Thats just the truth of the matter. If someone does not want a relationship with you, there is a reason.
Sometimes those reasons are false, like my mum telling lies about me but that has only worked on people who didn't know me well enough to know they were lies. That didn't work when people close to me or my own children were told the same lies. They were immediately dismissed by people who know me well. Besides, I'm not perfect and people close to me already know the worst, they love me for the best.
My family bicker and argue and have nothing nice to say about each other behind closed doors. I was the only one unwilling to participate in gossip and nastyness.
So many people want to tow the line too, want to be part of the perfect and blameless image. You only have to look at those who ignore red flags here, from people they don't know at all or only know as an online persona, so that they can be a part of something perfect and blameless. Why else ignore huge red flags? The same happens in families sometimes, the projected family image is more important than addressing and repairing underlying issues.
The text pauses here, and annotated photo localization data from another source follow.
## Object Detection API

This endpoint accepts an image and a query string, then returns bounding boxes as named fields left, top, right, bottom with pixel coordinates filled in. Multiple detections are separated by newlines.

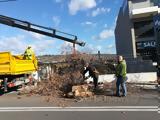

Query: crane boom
left=0, top=15, right=85, bottom=46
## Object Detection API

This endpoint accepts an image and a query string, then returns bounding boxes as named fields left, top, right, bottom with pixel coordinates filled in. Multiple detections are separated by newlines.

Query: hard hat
left=27, top=45, right=32, bottom=48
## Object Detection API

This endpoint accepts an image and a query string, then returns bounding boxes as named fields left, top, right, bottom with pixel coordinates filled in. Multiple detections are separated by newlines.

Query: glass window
left=151, top=0, right=160, bottom=6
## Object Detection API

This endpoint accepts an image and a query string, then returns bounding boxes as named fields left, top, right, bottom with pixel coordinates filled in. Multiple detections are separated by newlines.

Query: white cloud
left=106, top=44, right=115, bottom=54
left=80, top=44, right=102, bottom=54
left=80, top=43, right=116, bottom=54
left=32, top=40, right=55, bottom=55
left=80, top=44, right=94, bottom=54
left=68, top=0, right=96, bottom=15
left=27, top=32, right=56, bottom=54
left=29, top=32, right=45, bottom=40
left=83, top=21, right=93, bottom=25
left=81, top=21, right=96, bottom=27
left=93, top=28, right=114, bottom=40
left=107, top=44, right=114, bottom=49
left=92, top=7, right=111, bottom=17
left=0, top=35, right=55, bottom=55
left=0, top=35, right=27, bottom=54
left=96, top=45, right=102, bottom=51
left=59, top=41, right=74, bottom=54
left=52, top=16, right=61, bottom=27
left=99, top=29, right=114, bottom=39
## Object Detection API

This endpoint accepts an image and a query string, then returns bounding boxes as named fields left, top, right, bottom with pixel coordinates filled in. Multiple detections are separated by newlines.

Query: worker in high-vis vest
left=23, top=46, right=35, bottom=60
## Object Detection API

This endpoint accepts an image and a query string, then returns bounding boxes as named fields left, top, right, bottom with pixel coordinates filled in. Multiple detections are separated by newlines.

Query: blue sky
left=0, top=0, right=123, bottom=55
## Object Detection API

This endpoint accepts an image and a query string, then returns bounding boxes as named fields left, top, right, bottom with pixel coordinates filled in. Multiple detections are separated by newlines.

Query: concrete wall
left=126, top=60, right=157, bottom=73
left=115, top=0, right=158, bottom=73
left=86, top=72, right=157, bottom=83
left=130, top=0, right=151, bottom=10
left=115, top=6, right=135, bottom=59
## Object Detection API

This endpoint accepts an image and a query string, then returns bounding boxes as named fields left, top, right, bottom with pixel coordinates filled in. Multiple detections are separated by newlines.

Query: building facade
left=115, top=0, right=160, bottom=73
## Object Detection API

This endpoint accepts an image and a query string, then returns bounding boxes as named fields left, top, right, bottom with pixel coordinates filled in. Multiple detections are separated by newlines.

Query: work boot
left=121, top=95, right=126, bottom=97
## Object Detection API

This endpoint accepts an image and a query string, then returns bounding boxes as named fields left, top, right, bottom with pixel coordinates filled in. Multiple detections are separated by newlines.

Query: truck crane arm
left=0, top=15, right=85, bottom=46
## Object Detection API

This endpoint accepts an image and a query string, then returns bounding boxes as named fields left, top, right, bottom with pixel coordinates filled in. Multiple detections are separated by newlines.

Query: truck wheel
left=4, top=78, right=8, bottom=93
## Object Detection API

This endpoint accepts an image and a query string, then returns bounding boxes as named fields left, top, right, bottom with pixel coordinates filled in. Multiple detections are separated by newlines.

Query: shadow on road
left=0, top=86, right=20, bottom=96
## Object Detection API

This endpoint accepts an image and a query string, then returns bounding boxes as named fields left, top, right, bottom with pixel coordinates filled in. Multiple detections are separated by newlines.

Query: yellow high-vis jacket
left=24, top=48, right=35, bottom=60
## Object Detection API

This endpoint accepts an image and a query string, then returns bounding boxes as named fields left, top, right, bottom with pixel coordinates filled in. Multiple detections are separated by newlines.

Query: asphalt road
left=0, top=88, right=159, bottom=120
left=0, top=88, right=159, bottom=107
left=0, top=111, right=159, bottom=120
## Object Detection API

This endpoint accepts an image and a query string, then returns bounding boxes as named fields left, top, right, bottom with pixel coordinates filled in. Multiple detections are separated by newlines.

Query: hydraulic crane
left=0, top=15, right=85, bottom=92
left=0, top=15, right=85, bottom=54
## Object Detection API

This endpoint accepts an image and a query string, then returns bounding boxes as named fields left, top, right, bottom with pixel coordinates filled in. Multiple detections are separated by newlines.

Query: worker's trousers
left=116, top=76, right=127, bottom=96
left=92, top=75, right=98, bottom=89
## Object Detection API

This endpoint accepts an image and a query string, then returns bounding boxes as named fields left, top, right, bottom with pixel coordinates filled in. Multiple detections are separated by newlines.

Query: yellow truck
left=0, top=52, right=38, bottom=92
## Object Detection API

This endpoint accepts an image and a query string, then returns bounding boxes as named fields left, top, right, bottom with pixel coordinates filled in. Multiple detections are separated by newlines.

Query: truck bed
left=0, top=52, right=38, bottom=75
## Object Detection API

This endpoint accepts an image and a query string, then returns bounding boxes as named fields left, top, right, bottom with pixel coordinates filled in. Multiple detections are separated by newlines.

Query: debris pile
left=34, top=70, right=84, bottom=97
left=66, top=84, right=94, bottom=98
left=26, top=71, right=95, bottom=106
left=35, top=54, right=115, bottom=96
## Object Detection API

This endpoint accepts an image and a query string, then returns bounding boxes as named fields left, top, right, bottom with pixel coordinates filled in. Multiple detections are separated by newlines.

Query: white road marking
left=0, top=106, right=158, bottom=112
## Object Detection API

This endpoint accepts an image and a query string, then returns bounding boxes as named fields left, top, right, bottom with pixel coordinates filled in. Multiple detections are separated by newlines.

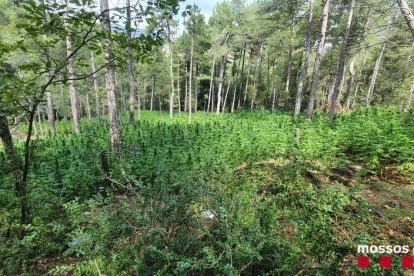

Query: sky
left=179, top=0, right=223, bottom=22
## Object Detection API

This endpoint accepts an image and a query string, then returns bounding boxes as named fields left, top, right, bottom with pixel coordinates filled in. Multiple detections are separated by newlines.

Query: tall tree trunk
left=167, top=23, right=175, bottom=119
left=0, top=116, right=26, bottom=239
left=294, top=0, right=314, bottom=118
left=45, top=92, right=55, bottom=135
left=184, top=63, right=188, bottom=112
left=251, top=42, right=264, bottom=110
left=328, top=0, right=355, bottom=122
left=345, top=56, right=356, bottom=109
left=177, top=58, right=181, bottom=114
left=59, top=79, right=67, bottom=121
left=207, top=55, right=216, bottom=112
left=271, top=77, right=277, bottom=111
left=223, top=78, right=231, bottom=113
left=216, top=57, right=227, bottom=114
left=85, top=91, right=91, bottom=120
left=306, top=0, right=331, bottom=119
left=366, top=43, right=386, bottom=107
left=126, top=0, right=136, bottom=123
left=285, top=12, right=296, bottom=96
left=65, top=0, right=80, bottom=134
left=150, top=75, right=155, bottom=112
left=345, top=7, right=372, bottom=109
left=238, top=42, right=247, bottom=109
left=189, top=36, right=194, bottom=122
left=90, top=51, right=100, bottom=118
left=243, top=63, right=251, bottom=106
left=195, top=64, right=198, bottom=113
left=41, top=0, right=55, bottom=135
left=101, top=0, right=120, bottom=150
left=0, top=116, right=23, bottom=236
left=397, top=0, right=414, bottom=38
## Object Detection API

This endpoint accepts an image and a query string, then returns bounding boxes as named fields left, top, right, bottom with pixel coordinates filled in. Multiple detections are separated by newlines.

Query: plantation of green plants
left=1, top=108, right=414, bottom=275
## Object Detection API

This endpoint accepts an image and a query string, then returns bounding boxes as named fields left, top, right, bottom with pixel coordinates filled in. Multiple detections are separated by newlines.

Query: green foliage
left=1, top=108, right=413, bottom=274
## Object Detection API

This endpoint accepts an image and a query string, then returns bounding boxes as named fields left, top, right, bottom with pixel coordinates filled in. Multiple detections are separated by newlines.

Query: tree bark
left=90, top=51, right=100, bottom=118
left=150, top=75, right=155, bottom=112
left=207, top=55, right=216, bottom=112
left=126, top=0, right=136, bottom=123
left=101, top=0, right=120, bottom=150
left=189, top=35, right=194, bottom=122
left=328, top=0, right=355, bottom=122
left=45, top=92, right=55, bottom=135
left=345, top=56, right=356, bottom=109
left=397, top=0, right=414, bottom=39
left=177, top=58, right=181, bottom=114
left=306, top=0, right=331, bottom=119
left=285, top=12, right=296, bottom=96
left=167, top=23, right=175, bottom=119
left=216, top=57, right=227, bottom=114
left=238, top=42, right=247, bottom=109
left=294, top=0, right=314, bottom=118
left=0, top=117, right=23, bottom=230
left=65, top=0, right=81, bottom=134
left=366, top=43, right=386, bottom=107
left=251, top=42, right=264, bottom=110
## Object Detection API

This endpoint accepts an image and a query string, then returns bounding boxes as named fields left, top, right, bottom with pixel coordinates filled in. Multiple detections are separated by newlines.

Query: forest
left=1, top=0, right=414, bottom=274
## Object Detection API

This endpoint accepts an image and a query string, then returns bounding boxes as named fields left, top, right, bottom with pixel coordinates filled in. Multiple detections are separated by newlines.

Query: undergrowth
left=1, top=107, right=413, bottom=275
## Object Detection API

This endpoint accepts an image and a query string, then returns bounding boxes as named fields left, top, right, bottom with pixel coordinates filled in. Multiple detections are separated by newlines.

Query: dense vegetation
left=1, top=0, right=414, bottom=274
left=1, top=108, right=414, bottom=274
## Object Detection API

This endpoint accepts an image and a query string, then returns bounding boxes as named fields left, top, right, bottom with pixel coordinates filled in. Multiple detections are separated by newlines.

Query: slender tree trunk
left=126, top=0, right=136, bottom=123
left=65, top=0, right=80, bottom=134
left=231, top=85, right=237, bottom=113
left=0, top=117, right=23, bottom=237
left=243, top=63, right=251, bottom=105
left=59, top=79, right=67, bottom=121
left=223, top=78, right=231, bottom=113
left=150, top=75, right=155, bottom=112
left=45, top=92, right=55, bottom=135
left=366, top=43, right=386, bottom=107
left=306, top=0, right=331, bottom=119
left=216, top=57, right=227, bottom=114
left=238, top=42, right=247, bottom=108
left=294, top=0, right=314, bottom=118
left=167, top=23, right=175, bottom=119
left=101, top=0, right=120, bottom=150
left=195, top=64, right=198, bottom=113
left=208, top=55, right=216, bottom=112
left=177, top=58, right=181, bottom=114
left=345, top=56, right=356, bottom=109
left=41, top=0, right=55, bottom=135
left=328, top=0, right=355, bottom=122
left=285, top=12, right=296, bottom=96
left=90, top=51, right=100, bottom=118
left=1, top=115, right=26, bottom=239
left=251, top=42, right=264, bottom=109
left=189, top=36, right=194, bottom=122
left=397, top=0, right=414, bottom=38
left=85, top=92, right=91, bottom=120
left=271, top=77, right=277, bottom=111
left=37, top=108, right=44, bottom=137
left=184, top=63, right=188, bottom=111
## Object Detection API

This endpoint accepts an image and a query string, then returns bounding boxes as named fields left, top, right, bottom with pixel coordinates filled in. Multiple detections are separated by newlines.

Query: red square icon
left=357, top=256, right=370, bottom=269
left=379, top=256, right=392, bottom=268
left=402, top=256, right=414, bottom=269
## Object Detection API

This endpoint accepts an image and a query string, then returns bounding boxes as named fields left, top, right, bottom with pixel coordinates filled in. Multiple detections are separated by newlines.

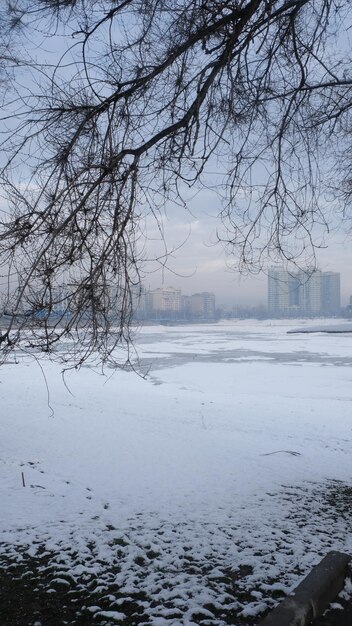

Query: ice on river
left=1, top=319, right=351, bottom=624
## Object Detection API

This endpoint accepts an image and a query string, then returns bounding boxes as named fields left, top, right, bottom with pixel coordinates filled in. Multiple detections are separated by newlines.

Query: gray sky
left=2, top=6, right=351, bottom=309
left=144, top=231, right=352, bottom=308
left=140, top=188, right=352, bottom=307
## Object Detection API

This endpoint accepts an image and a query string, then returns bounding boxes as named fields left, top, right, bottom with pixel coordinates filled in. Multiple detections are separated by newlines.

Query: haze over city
left=142, top=196, right=352, bottom=307
left=1, top=6, right=351, bottom=312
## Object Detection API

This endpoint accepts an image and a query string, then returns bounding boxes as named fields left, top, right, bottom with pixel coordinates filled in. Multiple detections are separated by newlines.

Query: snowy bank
left=0, top=320, right=351, bottom=625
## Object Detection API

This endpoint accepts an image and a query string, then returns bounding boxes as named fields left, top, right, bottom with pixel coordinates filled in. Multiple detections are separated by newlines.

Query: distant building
left=268, top=267, right=341, bottom=317
left=268, top=267, right=298, bottom=315
left=321, top=272, right=341, bottom=315
left=347, top=296, right=352, bottom=317
left=136, top=287, right=216, bottom=321
left=146, top=286, right=182, bottom=319
left=190, top=292, right=216, bottom=320
left=298, top=269, right=321, bottom=315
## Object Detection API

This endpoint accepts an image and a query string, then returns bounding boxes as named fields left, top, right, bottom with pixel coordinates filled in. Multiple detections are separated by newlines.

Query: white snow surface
left=1, top=319, right=352, bottom=625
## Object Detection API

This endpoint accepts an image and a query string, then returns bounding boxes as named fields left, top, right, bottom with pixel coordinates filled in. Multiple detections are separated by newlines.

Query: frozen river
left=0, top=319, right=351, bottom=625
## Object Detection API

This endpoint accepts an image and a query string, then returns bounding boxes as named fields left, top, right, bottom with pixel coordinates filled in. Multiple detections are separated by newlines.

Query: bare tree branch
left=0, top=0, right=351, bottom=366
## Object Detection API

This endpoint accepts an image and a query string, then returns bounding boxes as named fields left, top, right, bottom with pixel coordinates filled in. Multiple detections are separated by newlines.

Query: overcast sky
left=2, top=6, right=351, bottom=310
left=144, top=225, right=352, bottom=308
left=140, top=185, right=352, bottom=307
left=2, top=178, right=350, bottom=309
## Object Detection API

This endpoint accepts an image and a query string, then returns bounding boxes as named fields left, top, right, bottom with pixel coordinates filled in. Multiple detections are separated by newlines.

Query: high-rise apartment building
left=268, top=267, right=341, bottom=316
left=146, top=286, right=182, bottom=317
left=298, top=269, right=321, bottom=315
left=268, top=267, right=300, bottom=314
left=189, top=292, right=216, bottom=319
left=321, top=272, right=341, bottom=315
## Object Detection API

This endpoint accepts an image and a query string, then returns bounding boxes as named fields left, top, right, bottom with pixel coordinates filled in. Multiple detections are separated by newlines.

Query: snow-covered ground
left=1, top=319, right=352, bottom=625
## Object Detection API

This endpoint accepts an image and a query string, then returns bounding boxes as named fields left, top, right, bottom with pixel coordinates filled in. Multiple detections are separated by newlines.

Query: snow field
left=0, top=319, right=352, bottom=624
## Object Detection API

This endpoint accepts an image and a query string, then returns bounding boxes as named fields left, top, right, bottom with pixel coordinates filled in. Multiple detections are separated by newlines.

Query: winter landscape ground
left=1, top=319, right=352, bottom=625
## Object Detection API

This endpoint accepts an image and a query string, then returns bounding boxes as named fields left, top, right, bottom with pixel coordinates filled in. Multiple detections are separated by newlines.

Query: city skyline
left=141, top=260, right=350, bottom=310
left=136, top=265, right=349, bottom=320
left=135, top=286, right=216, bottom=321
left=141, top=198, right=352, bottom=308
In my life, the issues just don't go unaddressed. They are talked through and worked on and no one plays the blame game. Apologies and changes are made so that everyone can be themselves and comfortable.
If my mum wants to say I am the problem, that's fine but I will continue to grow and heal and keep my relationships healthy.
I was never the one unable to maintain a good relationship. She was. She has kept very few relationships over the years. I'm only one of them.